Open source network traffic monitor

vnStat is an open source network utility for Linux and BSD. It uses a command line interface. vnStat command is a console-based network traffic monitor. It keeps a log of hourly, daily and monthly network traffic for the selected interface(s) but is not a packet sniffer. The traffic information is analyzed from interfaces statistics provided by the kernel. That way vnStat can be used even without root permissions.

== History ==

vnStat is a console-based network traffic monitor that uses the network interface statistics provided by the kernel as information source. This means that vnStat won't actually be sniffing any traffic and also ensures light use of system resources. vnStat had an Initial public release in 23-Sep-2002 (version 1.0) by Teemu Toivola.

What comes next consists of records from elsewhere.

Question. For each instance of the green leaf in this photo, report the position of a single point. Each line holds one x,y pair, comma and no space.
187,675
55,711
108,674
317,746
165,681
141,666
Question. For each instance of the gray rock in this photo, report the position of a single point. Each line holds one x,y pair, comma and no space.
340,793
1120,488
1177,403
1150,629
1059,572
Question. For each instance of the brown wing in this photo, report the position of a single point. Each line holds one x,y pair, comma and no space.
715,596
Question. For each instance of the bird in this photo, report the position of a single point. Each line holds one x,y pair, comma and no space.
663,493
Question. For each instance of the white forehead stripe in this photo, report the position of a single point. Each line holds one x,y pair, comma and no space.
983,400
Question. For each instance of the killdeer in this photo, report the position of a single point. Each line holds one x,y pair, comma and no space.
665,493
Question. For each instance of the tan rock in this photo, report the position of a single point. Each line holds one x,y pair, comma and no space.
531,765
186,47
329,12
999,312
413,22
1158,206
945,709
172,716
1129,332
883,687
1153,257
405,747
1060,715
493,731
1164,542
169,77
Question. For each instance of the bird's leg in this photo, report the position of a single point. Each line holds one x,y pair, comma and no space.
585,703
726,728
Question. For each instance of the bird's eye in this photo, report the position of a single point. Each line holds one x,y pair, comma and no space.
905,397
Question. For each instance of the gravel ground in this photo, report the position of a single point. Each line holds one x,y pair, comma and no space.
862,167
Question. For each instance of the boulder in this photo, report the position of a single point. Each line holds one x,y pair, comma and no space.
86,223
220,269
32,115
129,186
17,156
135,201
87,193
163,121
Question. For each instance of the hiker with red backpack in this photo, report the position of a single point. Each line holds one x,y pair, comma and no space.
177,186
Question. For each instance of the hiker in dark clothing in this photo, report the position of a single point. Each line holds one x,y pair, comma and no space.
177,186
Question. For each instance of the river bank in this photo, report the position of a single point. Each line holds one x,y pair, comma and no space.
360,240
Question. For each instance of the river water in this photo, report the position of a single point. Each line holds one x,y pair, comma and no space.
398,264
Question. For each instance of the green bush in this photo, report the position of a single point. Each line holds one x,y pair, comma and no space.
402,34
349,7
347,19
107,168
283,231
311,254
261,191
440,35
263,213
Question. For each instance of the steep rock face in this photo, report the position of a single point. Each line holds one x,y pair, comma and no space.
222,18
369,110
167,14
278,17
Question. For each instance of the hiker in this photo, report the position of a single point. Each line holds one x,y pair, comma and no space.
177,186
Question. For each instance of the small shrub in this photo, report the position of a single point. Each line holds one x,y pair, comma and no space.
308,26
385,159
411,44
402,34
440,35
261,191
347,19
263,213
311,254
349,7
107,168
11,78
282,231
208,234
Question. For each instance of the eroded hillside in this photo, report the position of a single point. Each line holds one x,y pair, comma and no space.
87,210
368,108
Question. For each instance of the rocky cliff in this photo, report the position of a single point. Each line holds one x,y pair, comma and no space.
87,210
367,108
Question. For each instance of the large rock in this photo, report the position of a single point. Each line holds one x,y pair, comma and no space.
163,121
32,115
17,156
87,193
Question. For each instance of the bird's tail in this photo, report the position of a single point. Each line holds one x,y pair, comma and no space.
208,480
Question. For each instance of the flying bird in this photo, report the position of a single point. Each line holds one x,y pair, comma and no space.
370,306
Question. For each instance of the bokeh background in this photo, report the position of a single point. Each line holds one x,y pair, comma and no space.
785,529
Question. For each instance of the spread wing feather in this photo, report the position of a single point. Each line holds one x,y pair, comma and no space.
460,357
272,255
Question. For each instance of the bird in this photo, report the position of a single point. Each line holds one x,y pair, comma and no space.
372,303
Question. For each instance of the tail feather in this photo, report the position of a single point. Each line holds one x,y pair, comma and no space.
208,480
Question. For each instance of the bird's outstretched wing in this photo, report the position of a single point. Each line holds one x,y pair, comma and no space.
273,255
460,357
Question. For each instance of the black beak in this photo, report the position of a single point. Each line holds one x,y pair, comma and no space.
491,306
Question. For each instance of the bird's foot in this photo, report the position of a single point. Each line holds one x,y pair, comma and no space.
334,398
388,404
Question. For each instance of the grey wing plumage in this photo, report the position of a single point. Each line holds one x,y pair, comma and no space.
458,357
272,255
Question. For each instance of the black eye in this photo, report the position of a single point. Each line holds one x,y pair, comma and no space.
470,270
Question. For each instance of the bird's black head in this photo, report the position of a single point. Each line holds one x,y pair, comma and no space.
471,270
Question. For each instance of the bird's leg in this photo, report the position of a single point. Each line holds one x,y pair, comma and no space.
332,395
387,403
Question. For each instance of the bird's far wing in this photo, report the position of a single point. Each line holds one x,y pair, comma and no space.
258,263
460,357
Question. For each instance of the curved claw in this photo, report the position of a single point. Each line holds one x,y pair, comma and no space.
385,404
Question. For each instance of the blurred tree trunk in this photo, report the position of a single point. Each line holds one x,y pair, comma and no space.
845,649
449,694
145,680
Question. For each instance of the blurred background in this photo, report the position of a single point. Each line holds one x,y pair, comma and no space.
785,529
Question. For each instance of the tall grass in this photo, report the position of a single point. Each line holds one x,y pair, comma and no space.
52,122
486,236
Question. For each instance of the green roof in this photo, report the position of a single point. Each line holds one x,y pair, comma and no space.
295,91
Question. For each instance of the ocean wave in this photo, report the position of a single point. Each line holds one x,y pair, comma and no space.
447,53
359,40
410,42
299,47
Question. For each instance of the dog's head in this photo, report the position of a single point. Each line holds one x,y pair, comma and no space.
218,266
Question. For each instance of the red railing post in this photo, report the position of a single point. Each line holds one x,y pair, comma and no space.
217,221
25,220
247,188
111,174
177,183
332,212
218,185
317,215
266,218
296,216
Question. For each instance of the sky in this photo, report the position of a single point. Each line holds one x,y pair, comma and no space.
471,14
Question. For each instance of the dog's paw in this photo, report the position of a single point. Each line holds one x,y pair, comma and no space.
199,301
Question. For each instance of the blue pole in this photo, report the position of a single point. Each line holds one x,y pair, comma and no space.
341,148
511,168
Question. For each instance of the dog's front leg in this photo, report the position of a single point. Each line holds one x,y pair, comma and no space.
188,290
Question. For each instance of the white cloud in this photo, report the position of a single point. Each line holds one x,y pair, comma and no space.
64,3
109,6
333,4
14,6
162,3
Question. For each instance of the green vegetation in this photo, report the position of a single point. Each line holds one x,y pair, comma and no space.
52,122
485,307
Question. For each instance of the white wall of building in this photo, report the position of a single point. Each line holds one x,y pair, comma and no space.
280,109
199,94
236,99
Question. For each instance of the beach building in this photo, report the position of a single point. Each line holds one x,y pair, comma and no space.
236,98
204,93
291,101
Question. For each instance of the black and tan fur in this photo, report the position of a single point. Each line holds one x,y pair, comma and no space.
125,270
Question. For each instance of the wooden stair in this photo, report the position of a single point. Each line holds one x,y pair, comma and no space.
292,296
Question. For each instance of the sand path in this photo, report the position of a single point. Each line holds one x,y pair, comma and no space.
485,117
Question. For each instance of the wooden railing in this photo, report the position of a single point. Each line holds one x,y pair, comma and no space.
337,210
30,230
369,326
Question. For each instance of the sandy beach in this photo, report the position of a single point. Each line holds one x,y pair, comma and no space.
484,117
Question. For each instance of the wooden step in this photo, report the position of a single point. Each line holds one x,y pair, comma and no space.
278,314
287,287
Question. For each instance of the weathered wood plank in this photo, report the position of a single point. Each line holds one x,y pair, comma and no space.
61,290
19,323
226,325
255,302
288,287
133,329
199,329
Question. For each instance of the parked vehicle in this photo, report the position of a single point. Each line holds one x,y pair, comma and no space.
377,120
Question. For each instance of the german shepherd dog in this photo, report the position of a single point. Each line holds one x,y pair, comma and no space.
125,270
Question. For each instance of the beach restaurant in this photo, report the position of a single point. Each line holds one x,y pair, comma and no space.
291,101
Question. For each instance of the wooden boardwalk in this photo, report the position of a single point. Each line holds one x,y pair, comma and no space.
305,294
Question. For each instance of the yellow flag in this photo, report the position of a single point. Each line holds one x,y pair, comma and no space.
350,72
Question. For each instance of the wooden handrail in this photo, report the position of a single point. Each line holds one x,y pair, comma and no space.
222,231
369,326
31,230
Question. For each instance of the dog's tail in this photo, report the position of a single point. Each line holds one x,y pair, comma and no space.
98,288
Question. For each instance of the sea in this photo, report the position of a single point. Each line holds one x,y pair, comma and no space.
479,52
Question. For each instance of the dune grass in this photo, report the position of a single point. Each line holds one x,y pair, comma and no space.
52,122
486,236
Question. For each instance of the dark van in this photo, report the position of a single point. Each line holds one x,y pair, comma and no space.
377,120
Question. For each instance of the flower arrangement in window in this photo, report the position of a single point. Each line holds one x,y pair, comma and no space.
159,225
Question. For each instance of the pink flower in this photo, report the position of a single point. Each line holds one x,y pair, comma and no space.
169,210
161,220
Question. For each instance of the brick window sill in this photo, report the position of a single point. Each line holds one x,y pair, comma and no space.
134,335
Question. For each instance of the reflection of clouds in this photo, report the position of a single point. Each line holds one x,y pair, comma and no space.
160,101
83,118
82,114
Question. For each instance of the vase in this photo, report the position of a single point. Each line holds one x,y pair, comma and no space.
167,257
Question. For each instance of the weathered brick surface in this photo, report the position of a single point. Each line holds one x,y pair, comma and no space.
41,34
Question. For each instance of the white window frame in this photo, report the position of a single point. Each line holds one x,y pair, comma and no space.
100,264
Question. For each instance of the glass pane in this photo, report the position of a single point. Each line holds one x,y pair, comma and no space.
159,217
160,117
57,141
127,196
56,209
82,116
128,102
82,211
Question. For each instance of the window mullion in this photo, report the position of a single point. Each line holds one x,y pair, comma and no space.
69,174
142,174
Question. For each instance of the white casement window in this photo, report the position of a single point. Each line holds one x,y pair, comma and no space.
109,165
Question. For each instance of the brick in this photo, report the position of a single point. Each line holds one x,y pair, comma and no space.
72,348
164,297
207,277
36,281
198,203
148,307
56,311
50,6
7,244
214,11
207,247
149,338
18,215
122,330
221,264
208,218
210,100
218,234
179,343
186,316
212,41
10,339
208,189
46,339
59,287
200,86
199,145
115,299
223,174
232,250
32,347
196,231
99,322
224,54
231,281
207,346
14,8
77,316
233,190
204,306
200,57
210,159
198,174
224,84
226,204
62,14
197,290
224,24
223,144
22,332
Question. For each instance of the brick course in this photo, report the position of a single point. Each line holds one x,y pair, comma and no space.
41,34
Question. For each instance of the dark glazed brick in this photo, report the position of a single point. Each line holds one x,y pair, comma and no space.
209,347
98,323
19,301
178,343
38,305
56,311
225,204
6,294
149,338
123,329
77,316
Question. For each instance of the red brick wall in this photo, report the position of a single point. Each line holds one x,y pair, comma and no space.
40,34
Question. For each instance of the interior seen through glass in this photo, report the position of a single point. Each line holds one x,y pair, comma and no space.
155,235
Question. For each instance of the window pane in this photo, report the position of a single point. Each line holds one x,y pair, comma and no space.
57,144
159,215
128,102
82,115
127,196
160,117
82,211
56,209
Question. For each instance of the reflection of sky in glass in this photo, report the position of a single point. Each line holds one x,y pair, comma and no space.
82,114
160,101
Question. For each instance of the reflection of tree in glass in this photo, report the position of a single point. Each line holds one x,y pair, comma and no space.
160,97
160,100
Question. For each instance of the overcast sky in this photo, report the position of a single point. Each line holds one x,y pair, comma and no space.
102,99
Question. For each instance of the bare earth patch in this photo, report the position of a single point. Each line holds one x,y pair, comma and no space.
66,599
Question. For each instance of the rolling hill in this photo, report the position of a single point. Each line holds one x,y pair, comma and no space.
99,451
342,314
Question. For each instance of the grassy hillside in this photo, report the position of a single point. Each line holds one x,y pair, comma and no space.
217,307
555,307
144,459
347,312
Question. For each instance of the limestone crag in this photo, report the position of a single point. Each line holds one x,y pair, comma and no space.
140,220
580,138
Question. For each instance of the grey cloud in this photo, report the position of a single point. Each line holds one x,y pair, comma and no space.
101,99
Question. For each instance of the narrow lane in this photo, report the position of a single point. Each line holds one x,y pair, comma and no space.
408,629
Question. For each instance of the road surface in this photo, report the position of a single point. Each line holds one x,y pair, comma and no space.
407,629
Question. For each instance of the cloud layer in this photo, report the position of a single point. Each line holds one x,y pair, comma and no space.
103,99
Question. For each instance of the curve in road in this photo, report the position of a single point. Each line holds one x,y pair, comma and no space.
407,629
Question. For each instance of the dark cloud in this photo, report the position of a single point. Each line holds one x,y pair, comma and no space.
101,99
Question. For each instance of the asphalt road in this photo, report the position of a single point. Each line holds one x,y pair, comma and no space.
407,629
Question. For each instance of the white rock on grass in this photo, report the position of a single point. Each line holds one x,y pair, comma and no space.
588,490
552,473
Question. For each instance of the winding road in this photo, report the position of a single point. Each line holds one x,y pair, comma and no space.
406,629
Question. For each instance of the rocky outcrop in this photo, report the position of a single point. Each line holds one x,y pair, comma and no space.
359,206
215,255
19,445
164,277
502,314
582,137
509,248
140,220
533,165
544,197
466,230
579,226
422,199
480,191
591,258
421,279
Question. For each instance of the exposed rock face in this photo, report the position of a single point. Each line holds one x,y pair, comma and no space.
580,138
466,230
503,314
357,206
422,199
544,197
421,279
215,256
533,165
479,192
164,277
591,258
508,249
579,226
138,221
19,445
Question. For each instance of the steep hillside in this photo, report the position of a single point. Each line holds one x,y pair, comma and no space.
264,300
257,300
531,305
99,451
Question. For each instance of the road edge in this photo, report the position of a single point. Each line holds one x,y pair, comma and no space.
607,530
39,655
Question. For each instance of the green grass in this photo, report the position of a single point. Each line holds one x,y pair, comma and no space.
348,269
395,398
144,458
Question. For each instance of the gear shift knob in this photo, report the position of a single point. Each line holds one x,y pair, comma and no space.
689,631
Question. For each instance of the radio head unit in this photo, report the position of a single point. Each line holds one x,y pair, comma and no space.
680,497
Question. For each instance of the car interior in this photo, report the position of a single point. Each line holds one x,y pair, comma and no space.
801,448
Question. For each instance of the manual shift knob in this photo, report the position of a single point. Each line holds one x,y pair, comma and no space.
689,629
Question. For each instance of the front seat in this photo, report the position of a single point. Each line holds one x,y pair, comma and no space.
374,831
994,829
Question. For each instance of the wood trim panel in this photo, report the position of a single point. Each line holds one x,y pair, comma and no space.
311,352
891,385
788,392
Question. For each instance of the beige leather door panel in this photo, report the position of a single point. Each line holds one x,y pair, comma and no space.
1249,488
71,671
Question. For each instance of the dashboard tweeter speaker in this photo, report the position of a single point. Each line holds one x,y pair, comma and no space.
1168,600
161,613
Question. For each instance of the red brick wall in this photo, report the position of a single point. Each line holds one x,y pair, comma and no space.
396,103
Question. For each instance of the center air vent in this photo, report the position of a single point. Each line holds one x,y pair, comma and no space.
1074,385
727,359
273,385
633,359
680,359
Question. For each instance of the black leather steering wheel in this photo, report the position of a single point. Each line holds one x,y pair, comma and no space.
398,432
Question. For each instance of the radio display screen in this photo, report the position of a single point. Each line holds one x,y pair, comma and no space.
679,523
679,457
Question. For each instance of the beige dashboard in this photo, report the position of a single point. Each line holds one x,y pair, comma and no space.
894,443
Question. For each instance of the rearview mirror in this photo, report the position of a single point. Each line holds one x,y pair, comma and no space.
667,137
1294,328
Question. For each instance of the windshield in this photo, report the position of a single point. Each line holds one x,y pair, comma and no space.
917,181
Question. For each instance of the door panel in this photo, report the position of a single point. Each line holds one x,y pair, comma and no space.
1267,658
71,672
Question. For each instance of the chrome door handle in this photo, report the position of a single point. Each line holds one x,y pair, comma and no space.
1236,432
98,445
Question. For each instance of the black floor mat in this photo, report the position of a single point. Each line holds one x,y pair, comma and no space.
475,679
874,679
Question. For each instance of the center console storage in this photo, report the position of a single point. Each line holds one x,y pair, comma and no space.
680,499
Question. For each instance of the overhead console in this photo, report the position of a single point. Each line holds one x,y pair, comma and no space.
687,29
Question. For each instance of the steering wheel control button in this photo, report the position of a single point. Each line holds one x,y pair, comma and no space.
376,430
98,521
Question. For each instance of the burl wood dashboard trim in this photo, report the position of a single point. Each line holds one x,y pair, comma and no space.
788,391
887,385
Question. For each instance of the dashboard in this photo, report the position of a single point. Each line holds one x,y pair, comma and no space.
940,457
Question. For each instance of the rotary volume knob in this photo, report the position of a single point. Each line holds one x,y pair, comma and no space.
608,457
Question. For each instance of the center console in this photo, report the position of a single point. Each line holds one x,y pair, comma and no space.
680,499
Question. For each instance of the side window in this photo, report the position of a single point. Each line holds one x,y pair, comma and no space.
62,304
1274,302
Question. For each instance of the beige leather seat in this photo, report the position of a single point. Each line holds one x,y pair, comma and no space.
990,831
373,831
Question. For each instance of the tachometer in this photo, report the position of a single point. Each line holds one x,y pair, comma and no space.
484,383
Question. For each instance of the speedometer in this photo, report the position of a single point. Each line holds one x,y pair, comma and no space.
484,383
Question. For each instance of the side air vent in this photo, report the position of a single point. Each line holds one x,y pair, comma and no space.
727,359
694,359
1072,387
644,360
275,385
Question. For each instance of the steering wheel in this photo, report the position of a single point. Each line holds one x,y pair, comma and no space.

On 8 March 2004 its webpage moved to https://humdi.net/vnstat/ and a man page was included.

On 4 November 2006 was included in Debian for Testing Watch and on 17 November 2006 was removed and next day was accepted 1.4-4 version. On 20 February 2010 was accepted 1.10-0.1 version in Debian. Nowadays Debian keeps a full history about vnstat by using a Rich Site Summary.

On 25 October 2010 was included in the OpenBSD ports tree.

On 26 April 2012 was included in Ubuntu 12.04 Precise Pangolin

On 16 February 2017 a 1.17 version was released.